A partir daí, é compreensível que a assessora de imprensa do Real Madrid responda negativamente ao pedido de entrevista com algum representante da diretoria do time, alegando que o clube não participa de reportagens de teor político. O Real Madrid é o maior clube da Espanha em número de torcedores, e, justamente por isso, representa todo um país. Mas ser um símbolo da Espanha, o que inclui falar por todos os espanhóis – catalães e bascos inclusos – é uma tarefa complexa e inglória: não é por acaso que o hino nacional é instrumental. O Barcelona, por outro lado, é um time que não só simboliza os catalães como também é intrinsecamente ligado à história moderna da Catalunha. O famoso mosaico “Mès que un Club” formado pelos assentos do Camp Nou, o maior estádio da Europa, transmite uma mensagem literal.
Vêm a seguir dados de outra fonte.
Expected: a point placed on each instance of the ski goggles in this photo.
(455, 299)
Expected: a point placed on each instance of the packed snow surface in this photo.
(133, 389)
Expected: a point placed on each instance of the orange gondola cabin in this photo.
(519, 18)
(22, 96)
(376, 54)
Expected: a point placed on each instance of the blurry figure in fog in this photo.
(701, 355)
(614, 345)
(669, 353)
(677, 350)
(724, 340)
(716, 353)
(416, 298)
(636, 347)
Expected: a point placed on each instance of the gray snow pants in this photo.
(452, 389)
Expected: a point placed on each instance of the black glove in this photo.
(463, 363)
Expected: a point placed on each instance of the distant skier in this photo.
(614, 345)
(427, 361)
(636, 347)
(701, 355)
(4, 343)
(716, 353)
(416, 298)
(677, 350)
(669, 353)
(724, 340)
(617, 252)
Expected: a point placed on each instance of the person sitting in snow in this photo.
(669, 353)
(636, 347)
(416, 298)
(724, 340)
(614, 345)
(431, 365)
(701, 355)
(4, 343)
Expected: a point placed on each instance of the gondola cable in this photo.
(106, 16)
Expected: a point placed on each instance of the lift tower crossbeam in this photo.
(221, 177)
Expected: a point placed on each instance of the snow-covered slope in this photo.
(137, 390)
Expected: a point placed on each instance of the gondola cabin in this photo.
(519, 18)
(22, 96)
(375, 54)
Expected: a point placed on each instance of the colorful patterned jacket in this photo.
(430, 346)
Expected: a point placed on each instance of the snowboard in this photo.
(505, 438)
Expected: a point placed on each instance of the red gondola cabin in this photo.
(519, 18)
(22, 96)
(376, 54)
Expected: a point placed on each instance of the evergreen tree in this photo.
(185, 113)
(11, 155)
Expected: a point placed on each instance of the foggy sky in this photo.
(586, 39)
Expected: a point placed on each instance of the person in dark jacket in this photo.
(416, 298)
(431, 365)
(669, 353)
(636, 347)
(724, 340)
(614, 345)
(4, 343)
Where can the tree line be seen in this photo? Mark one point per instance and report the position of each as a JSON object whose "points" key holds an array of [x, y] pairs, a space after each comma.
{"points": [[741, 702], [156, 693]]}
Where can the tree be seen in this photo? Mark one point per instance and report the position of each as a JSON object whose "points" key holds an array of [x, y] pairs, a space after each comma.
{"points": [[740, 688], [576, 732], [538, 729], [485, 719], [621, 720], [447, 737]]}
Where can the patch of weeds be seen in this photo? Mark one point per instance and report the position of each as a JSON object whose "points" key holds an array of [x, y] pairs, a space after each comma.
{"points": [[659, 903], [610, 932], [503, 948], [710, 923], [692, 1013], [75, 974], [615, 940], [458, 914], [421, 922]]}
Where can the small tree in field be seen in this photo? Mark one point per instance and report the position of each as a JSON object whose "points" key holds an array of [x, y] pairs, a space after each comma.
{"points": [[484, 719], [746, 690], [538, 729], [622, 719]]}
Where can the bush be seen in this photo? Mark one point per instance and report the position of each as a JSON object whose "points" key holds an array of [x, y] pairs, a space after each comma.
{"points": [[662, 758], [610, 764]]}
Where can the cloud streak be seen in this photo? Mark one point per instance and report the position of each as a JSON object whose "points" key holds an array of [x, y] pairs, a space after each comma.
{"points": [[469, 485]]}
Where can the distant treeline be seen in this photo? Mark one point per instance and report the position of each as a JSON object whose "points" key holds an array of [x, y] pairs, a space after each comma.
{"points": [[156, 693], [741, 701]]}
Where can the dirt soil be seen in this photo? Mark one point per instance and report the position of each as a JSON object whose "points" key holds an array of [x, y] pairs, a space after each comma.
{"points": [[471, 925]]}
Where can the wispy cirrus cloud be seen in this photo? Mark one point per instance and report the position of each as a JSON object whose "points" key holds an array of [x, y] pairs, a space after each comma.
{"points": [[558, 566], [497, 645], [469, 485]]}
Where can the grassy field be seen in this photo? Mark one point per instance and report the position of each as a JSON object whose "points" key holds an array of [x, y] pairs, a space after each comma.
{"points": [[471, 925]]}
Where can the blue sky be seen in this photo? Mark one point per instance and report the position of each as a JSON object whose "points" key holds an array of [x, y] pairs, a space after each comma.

Durante os anos de franquismo, em que a bandeira e a língua catalã foram banidas de espaços públicos, jogos do Barça tornaram-se verdadeiros polos de resistência, tolerados por Madri muito por causa do fator “pão e circo” que o futebol exerceu sobre a população durante o período ditatorial.


“O Barça é a maior instituição... esportiva do nosso país”, dispara Sandro Laporta da sala de pronunciamentos do partido político que fundou, o Democràcia Catalana. Laporta foi presidente do time de 2003 a 2010, e suas sentenças afiadas são frutos da mistura de suas ocupações – advogado, ex-boleiro, ex-membro do parlamento catalão e independentista ferrenho. “País”, para ele, é a Catalunha; a Espanha, quando mencionada, é sempre tratada pelo nome próprio ou por “o outro”.

As declarações de Laporta são provocações em potencial, algumas beirando o nonsense (como a ideia de uma liga catalã de futebol competitiva no caso de uma Catalunha independente), mas certas propostas oferecem espaço para debates interessantes. “O Barcelona é um clube global, e qualquer liga gostaria de tê-lo”, ele diz, citando o caso do Monaco, do principado independente de mesmo nome, que participa do campeonato francês, “mas, se o Barça deixar La Liga, seria ela competitiva?”

Laporta prossegue, alegando que o processo de referendo popular em 2014 “não é contra a Constituição espanhola, mas em favor do direito internacional. A constituição espanhola não é universal, mas sim a Carta das Nações Unidas”, argumenta. “Se eles [o restante da Espanha] dizem que a constituição não permite o referendo, teremos que apelar a cortes e leis internacionais.” A ideia de Laporta encontra respaldo em lideranças políticas. Oriol Junqueiras, líder da Esquerra Republicana de Catalunya, a segunda força política do atual parlamento, condicionou o apoio de seu partido à atual legislatura de Artur Mas ao processo de independência. Em entrevista, o parlamentar deixou claro: “Faremos a consulta [sobre a soberania da Catalunha] independentemente de o Estado ou de o Tribunal Constitucional tentar bloqueá-la”.

De acordo com a maioria dos analistas, 2013 é um ano perdido para a Espanha em termos econômicos. Já na política, o período serve de preparação para algo maior que está por vir em 2014, quando, em meio a uma ebulição social ainda maior devido ao desemprego e a recessão, a Catalunha irá comemorar os 300 anos da Diada. É sabido que qualquer movimento mais ousado pode abrir precedentes para outras manifestações de nacionalismo dentro do território espanhol – o caso basco sendo o mais evidente. Mas, pelo menos quando o assunto é futebol, a seleção espanhola (cujo elenco é metade catalão) prossegue como a grande favorita para levantar a Copa do Mundo do Brasil. E, como tal, talvez pela última vez na história.